В течении почти месяца после гибели Командарма, отдельные группы бойцов его армии выходили из окружения, или не сумев пробиться выходили на связь с партизанами и примыкали к ним. Вышел из окружения и старший лейтенант, группу которого остался прикрывать лично раненый Командарм. И его вызвал к себе Комфронта и тоже долго и скрупулезно допрашивал. Но что мог сказать ему старлей, только то что выполнял приказ Командарма, и то что таковой был отдан могли подтвердить вышедшие с ним из окружения бойцы. И так и эдак пытался вызнать Комфронта хоть какой-нибудь компромат на Командарма, но старший лейтенант даже то, что Командарм разрешал им сдаваться в плен не упомянул, хотя об этом проговаривались другие окруженцы. Это, конечно не могло не вызвать интерес особого отдела. Начальник сей организации при штабе фронта выпросил аудиенцию у Комфронта. Они обсудили сей вопиющий факт. Впрочем, прагматичного Комфронта бесил не столько сам факт, сколько то, что Командарм остался там, вне его власти:
- Что толку нам тут воздух сотрясать, он там, а мы здесь и ничего с ним поделать не можем, даже доказать, что он такой приказ отдавал. Вон его окруженцы все вразнобой говорят, одни одно, другие другое, причем большинство, что приказа такого, в плен сдаваться, не было. Вот если бы он сейчас тут, перед нами сидел, а так...

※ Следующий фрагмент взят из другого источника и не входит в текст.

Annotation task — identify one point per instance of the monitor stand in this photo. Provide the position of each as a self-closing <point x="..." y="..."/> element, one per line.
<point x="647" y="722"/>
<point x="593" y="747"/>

- А может он того, если бойцам разрешал в плен сдаваться и сам сдался, а?- с надеждой в голосе предположил начальник особого отдела фронта - раскрытие предательства командующего армией для его ведомства сулило немало "дивидендов".

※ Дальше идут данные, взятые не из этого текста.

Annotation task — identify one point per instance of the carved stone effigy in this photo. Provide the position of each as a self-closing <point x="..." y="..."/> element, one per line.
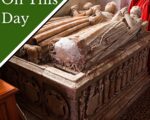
<point x="53" y="94"/>
<point x="79" y="42"/>
<point x="104" y="71"/>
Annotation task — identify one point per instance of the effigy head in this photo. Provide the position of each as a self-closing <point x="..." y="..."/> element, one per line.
<point x="111" y="7"/>
<point x="87" y="6"/>
<point x="67" y="51"/>
<point x="96" y="8"/>
<point x="75" y="7"/>
<point x="136" y="11"/>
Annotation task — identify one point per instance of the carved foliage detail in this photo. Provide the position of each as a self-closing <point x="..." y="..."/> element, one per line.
<point x="112" y="84"/>
<point x="55" y="104"/>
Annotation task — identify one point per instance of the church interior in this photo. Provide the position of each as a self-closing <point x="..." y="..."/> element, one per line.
<point x="91" y="61"/>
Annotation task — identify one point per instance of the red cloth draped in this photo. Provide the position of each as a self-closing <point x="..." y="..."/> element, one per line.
<point x="145" y="8"/>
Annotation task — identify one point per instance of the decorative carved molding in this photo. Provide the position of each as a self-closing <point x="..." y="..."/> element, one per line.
<point x="112" y="84"/>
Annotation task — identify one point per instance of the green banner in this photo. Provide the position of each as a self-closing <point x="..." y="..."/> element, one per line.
<point x="20" y="20"/>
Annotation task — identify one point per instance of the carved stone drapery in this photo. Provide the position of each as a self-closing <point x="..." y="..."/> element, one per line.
<point x="53" y="94"/>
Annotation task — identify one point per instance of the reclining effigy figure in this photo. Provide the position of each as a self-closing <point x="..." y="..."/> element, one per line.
<point x="50" y="33"/>
<point x="87" y="47"/>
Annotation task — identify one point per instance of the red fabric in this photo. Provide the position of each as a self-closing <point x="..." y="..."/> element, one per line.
<point x="145" y="8"/>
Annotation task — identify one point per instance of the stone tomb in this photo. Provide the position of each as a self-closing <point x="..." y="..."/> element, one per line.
<point x="102" y="92"/>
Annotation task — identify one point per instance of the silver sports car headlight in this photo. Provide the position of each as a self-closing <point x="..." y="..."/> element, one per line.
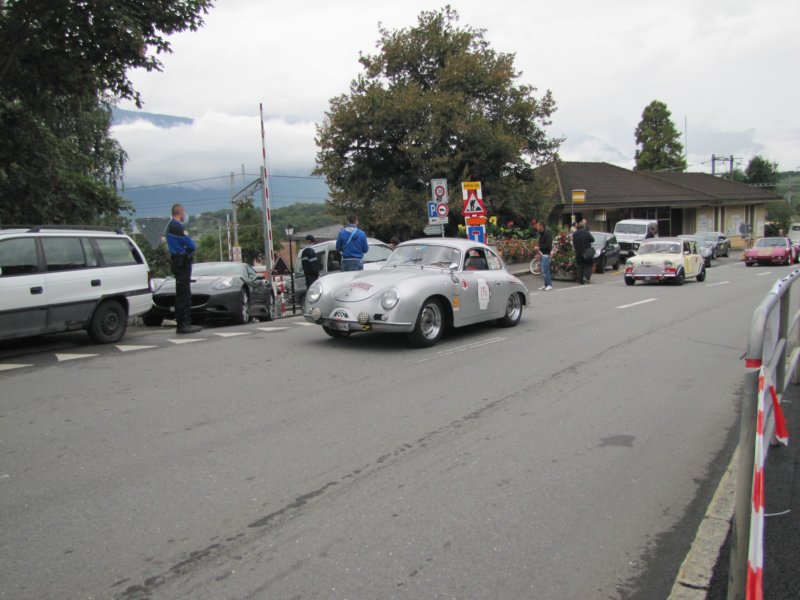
<point x="390" y="298"/>
<point x="223" y="284"/>
<point x="314" y="292"/>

Комфронта терпеть не мог и особистов, но сейчас он хотел того же, допросить Командарма. Но Комфронта в отличие от начальника особого отдела хорошо знал Командарма, своего земляка. Кисло усмехнувшись, он ответил:
- Как сказал Хозяин об одном писателе: сволочь, но чертовски талантливая сволочь. Так и я скажу, Командарм сволочь, но не трус, и не дурак. Потому не думаю, что он сдался в плен. На девяносто девять процентов он погиб...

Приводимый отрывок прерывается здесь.